March 08, 2023 16:09 GMT
Six Judges Boycott Constitutional Tribunal's Meeting On Key Judicial Bill
Poland's Constitutional Tribunal convened today to discuss a judicial reform which the government says would help unlock access to EU recovery funds, but only nine out of fifteen justices attended the meeting, as a procedural feud within the country's top court drags on.
- Rzeczpospolita daily cited sources close to the Constitutional Tribunal, who noted that judges met for about an hour but failed to reach any conclusions. Six judges who claim that Chief Justice Julia Przylebska's term has expired did not attend the meeting.
- The Tribunal is assessing the constitutionality of a bill tabled by the government in a bid to address the European Commission's rule-of-law concerns and secure access to more than EUR35bn in EU funding. The legislation would unwind many of the controversial reforms earlier enacted by the ruling coalition.
- Although parliament approved the bill, President Andrzej Duda expressed doubts about the legality of some clauses and used his prerogative to send it to the Constitutional Tribunal, which has the power to strike down unconstitutional legislative proposals.

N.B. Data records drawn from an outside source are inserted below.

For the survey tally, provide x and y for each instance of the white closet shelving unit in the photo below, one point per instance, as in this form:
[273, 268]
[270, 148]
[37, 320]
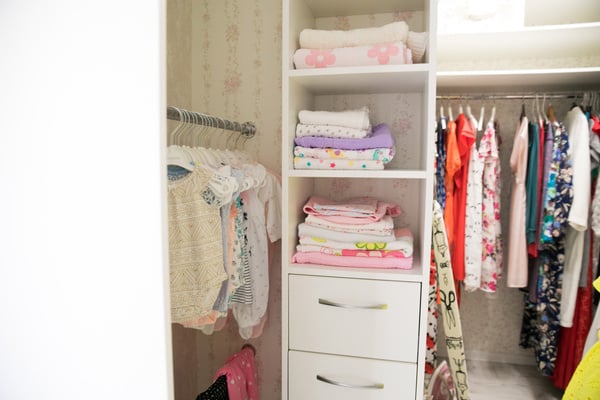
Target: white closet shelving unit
[382, 349]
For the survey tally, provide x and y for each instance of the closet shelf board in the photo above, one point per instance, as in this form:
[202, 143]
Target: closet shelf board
[391, 174]
[559, 79]
[332, 8]
[413, 275]
[550, 41]
[365, 80]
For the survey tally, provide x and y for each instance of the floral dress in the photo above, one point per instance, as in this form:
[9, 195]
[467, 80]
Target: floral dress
[541, 324]
[491, 266]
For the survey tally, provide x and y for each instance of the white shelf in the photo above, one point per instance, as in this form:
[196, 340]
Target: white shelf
[389, 174]
[331, 8]
[550, 41]
[365, 80]
[558, 79]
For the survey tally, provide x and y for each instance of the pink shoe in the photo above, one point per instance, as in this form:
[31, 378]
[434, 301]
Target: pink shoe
[441, 385]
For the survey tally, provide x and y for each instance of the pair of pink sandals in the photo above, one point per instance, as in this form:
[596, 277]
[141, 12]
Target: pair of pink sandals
[441, 386]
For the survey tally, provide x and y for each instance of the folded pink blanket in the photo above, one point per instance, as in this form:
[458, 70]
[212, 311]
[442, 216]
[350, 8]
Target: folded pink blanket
[384, 154]
[352, 261]
[333, 131]
[351, 252]
[385, 226]
[403, 243]
[355, 207]
[395, 53]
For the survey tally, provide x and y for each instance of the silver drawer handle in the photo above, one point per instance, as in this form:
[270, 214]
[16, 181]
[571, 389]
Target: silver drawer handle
[334, 304]
[349, 385]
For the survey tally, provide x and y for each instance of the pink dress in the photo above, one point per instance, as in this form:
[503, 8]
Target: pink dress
[242, 379]
[516, 264]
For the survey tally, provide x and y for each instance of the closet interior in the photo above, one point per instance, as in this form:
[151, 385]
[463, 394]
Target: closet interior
[236, 60]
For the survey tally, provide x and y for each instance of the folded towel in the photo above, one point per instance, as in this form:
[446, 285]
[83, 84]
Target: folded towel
[354, 207]
[314, 231]
[392, 32]
[403, 243]
[384, 155]
[357, 261]
[329, 39]
[332, 131]
[336, 163]
[358, 119]
[395, 53]
[385, 226]
[417, 43]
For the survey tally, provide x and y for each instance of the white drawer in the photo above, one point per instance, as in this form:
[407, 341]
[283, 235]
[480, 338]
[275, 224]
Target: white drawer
[326, 377]
[354, 317]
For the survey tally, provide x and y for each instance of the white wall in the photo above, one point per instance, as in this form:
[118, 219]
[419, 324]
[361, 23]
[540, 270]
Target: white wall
[83, 300]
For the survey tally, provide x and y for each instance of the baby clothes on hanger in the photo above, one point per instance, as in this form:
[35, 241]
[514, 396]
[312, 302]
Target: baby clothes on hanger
[195, 247]
[241, 375]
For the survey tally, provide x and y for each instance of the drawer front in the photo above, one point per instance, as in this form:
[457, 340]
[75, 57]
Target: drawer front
[354, 317]
[327, 377]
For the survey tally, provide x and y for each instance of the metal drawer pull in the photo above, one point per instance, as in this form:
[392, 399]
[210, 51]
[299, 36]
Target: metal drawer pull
[349, 385]
[334, 304]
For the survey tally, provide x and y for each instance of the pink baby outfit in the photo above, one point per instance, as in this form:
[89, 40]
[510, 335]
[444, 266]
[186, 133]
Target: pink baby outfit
[242, 379]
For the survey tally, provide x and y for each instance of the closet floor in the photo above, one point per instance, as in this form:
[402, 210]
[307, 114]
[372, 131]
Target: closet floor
[499, 381]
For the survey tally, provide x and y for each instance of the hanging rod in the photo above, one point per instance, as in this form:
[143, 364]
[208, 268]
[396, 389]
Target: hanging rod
[511, 96]
[246, 129]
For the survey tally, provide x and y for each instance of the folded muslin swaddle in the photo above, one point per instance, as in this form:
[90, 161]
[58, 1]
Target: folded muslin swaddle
[358, 119]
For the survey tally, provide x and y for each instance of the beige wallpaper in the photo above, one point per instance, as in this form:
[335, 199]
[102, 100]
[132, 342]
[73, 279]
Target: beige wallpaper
[179, 94]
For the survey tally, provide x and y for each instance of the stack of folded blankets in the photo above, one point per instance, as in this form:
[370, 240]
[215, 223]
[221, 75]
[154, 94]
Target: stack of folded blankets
[341, 140]
[358, 232]
[389, 44]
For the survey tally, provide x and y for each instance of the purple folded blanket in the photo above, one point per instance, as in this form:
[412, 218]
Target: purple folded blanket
[380, 138]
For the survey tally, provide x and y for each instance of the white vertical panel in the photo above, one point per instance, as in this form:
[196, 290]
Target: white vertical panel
[83, 295]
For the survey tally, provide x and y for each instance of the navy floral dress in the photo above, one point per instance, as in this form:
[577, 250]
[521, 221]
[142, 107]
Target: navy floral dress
[541, 324]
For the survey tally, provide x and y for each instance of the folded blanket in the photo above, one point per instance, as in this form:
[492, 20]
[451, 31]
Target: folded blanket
[373, 54]
[352, 261]
[334, 163]
[392, 32]
[354, 207]
[330, 39]
[331, 131]
[315, 231]
[363, 208]
[358, 119]
[385, 226]
[312, 248]
[380, 138]
[403, 243]
[384, 155]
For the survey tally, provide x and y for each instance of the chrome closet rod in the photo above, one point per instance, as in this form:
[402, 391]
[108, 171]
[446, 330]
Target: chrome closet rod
[512, 96]
[247, 129]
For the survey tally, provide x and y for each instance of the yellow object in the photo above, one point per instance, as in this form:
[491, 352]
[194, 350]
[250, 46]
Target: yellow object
[585, 383]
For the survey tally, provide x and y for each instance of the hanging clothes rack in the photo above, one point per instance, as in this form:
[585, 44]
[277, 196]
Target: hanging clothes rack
[511, 96]
[246, 129]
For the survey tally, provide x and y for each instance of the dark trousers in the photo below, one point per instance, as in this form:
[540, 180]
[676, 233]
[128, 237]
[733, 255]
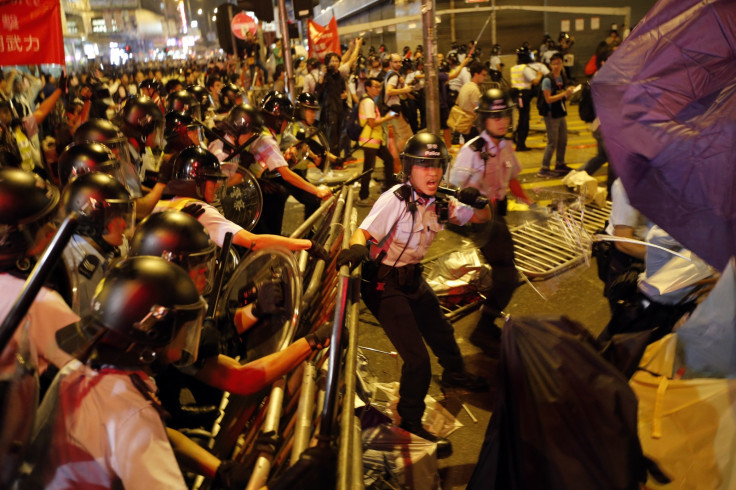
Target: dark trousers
[498, 250]
[274, 203]
[522, 126]
[310, 201]
[410, 316]
[369, 162]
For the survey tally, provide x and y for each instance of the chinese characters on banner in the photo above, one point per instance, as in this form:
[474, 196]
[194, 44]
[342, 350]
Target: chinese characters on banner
[30, 32]
[323, 40]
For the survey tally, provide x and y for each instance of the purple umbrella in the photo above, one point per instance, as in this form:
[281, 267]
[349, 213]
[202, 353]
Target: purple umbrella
[666, 100]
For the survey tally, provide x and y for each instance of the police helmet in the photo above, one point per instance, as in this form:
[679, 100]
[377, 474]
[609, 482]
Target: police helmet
[141, 306]
[83, 158]
[423, 150]
[142, 115]
[184, 101]
[230, 96]
[243, 119]
[307, 101]
[277, 104]
[26, 205]
[201, 95]
[175, 122]
[495, 102]
[106, 210]
[523, 54]
[178, 238]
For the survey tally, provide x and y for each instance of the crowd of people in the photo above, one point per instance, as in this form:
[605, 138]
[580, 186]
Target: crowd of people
[142, 154]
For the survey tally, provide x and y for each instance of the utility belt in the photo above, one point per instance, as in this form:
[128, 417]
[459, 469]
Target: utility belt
[406, 277]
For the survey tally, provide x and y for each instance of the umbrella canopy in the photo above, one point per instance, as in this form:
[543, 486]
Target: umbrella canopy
[666, 100]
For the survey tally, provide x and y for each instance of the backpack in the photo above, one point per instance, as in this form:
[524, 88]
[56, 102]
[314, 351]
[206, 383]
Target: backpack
[352, 123]
[542, 105]
[383, 108]
[586, 108]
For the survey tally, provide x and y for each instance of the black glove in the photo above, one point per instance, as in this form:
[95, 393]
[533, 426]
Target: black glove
[63, 83]
[195, 210]
[270, 299]
[318, 252]
[231, 474]
[353, 256]
[319, 338]
[468, 195]
[165, 170]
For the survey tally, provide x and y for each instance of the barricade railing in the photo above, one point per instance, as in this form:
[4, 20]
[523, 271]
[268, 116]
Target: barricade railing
[302, 408]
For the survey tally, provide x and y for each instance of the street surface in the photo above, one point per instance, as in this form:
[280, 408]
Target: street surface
[576, 293]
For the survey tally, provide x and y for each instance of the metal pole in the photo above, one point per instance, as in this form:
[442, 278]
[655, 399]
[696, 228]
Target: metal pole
[431, 87]
[286, 50]
[493, 22]
[35, 280]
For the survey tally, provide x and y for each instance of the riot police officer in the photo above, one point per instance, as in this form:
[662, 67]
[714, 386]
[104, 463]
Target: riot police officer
[400, 228]
[244, 124]
[107, 214]
[488, 163]
[197, 178]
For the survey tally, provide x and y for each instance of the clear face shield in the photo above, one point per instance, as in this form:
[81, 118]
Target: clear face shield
[119, 221]
[200, 266]
[184, 348]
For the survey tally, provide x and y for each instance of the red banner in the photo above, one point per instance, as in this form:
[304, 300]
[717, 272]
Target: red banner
[323, 40]
[30, 32]
[242, 24]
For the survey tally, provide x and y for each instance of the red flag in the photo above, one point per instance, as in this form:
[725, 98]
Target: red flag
[30, 32]
[323, 40]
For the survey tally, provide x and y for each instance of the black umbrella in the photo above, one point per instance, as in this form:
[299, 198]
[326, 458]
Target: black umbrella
[666, 100]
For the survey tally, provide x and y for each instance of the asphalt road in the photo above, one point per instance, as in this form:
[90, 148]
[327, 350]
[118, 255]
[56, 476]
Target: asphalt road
[576, 293]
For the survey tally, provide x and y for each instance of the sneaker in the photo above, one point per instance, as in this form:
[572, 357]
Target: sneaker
[561, 170]
[464, 380]
[444, 447]
[365, 202]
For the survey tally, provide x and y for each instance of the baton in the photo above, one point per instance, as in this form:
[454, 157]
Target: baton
[38, 276]
[212, 132]
[481, 31]
[220, 276]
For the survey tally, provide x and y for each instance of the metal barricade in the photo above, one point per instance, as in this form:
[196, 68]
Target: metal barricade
[271, 430]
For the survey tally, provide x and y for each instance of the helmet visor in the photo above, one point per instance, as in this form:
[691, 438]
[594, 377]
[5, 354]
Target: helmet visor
[187, 337]
[119, 221]
[201, 268]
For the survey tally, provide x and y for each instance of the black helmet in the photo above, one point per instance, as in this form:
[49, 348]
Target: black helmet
[201, 95]
[140, 307]
[150, 83]
[424, 150]
[307, 101]
[83, 158]
[26, 204]
[172, 84]
[277, 104]
[495, 102]
[196, 163]
[175, 121]
[105, 132]
[230, 96]
[192, 168]
[243, 119]
[184, 101]
[179, 238]
[142, 115]
[523, 55]
[102, 202]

- The Tribunal is engaged in an internal dispute, with several judges claiming that Chief Justice Przylebska's term in office has expired and she should initiate procedures leading to the election of a new head judge - something Przylebska has been refusing to do, supported by the ruling Law and Justice Party.
- The Constitutional Tribunal takes decisions in cases brought by the President in the presence of at least eleven judges, which means that the Tribunal cannot issue a ruling unless at least two of the rebel judges decide to suspend their boycott.